Il 20 ottobre del 2011, in un giovedì mattina destinato ad entrare nella storia della Libia, veniva ucciso Mu’ammar Gheddafi. I dettagli sulla morte del generale rimangono tuttavia poco chiari: alla versione dei ribelli – i “guerriglieri della rivoluzione” – che dichiarano di averlo catturato già ferito alle gambe, si contrappone quella della Nato che parla di un aereo che avrebbe sparato sul fuoristrada in cui stava fuggendo il dittatore. Dopo 8 mesi di guerra civile, Gheddafi viene ucciso nei pressi di Sirte. La notizia viene accolta tra i festeggiamenti generali del popolo locale e subito rilanciata da televisioni, giornali e web, sui quali hanno trovato grande spazio le immagini e i video del cadavere insanguinato. Dalle immagini e dall’autopsia risulta evidente che la grande quantità di sangue che copre il volto di Gheddafi nasconde i fori dei proiettili.

Gheddafi, leader del paese per più di 40 anni, guidò il colpo di stato militare del 1969 che portò alla caduta di una monarchia accusata di corruzione e filo-occidentalismo. All’iniziale imposizione di una dittatura militare, il generale Gheddafi impose una svolta nasseriana alla sua politica: avvicinandosi al socialismo arabo del più grande uomo politico egiziano proclamò il “regime delle masse”; quella che viene ricordata come la “terza via” rispetto al socialismo e al capitalismo. L’attuazione della “terza via” – una fusione di Islam, capitalismo e socialismo – porterà Gheddafi a nazionalizzare le compagnie petrolifere, per quanto riguarda la politica interna, e a finanziare l’OLP – l’Organizzazione per la liberazione della Palestina – nella politica estera.

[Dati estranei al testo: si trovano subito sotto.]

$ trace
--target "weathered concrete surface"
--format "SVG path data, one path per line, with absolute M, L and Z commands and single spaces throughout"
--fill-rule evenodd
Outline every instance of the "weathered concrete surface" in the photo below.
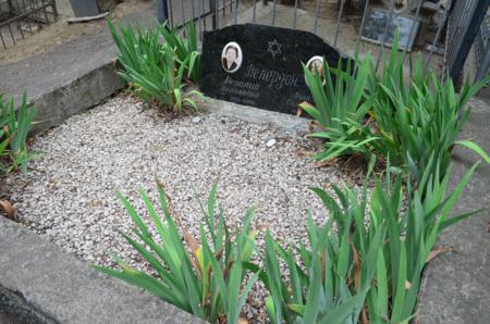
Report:
M 40 310 L 51 320 L 40 323 L 203 323 L 140 289 L 89 269 L 4 217 L 0 217 L 0 288 L 10 294 L 19 291 L 16 302 L 12 301 L 15 297 L 10 298 L 10 310 Z M 0 289 L 0 300 L 7 295 Z M 0 302 L 0 313 L 9 312 L 2 309 L 5 304 Z
M 269 124 L 296 135 L 305 135 L 308 130 L 309 120 L 298 119 L 290 114 L 283 114 L 275 111 L 268 111 L 249 105 L 242 105 L 234 102 L 222 101 L 207 98 L 199 100 L 199 109 L 209 113 L 216 113 L 224 116 L 231 116 L 254 124 Z
M 142 2 L 122 22 L 155 23 L 156 3 Z M 20 102 L 24 89 L 27 91 L 29 102 L 36 107 L 35 133 L 60 125 L 123 87 L 111 66 L 118 49 L 106 22 L 90 24 L 98 24 L 94 32 L 52 51 L 15 63 L 0 62 L 0 92 Z
M 471 115 L 462 138 L 474 138 L 490 152 L 490 107 L 471 101 Z M 451 188 L 479 158 L 468 149 L 454 154 Z M 490 207 L 490 166 L 480 165 L 453 213 Z M 489 210 L 442 233 L 438 246 L 453 251 L 437 257 L 427 267 L 419 292 L 420 324 L 490 323 Z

Dieci anni dopo il colpo di stato, sull’onda dell’emotività generata dagli interventi di miglioramento delle condizioni di vita messi in atto dal generale, Gheddafi rinuncia alle cariche ufficiali, mantenendo tuttavia il suo predominante ruolo politico. La sua politica antistatunitense e dittatoriale lo allontanerà dall’Occidente a cui si riavvicinerà solo all’inizio del 2000, quando si aprirà un nuovo rapporto tra Libia e Italia destinato a durare fino agli ultimi anni di dittatura. Nel 2011 il popolo libico dà vita a una sanguinosa “primavera araba” contro la pluriennale dittatura di Gheddafi, le cui dure repressioni lo faranno ritenere responsabile di crimini contro l’umanità.

L’esecuzione del 20 ottobre si conclude con l’esposizione pubblica del corpo di un dittatore tra i più longevi e sanguinari della storia.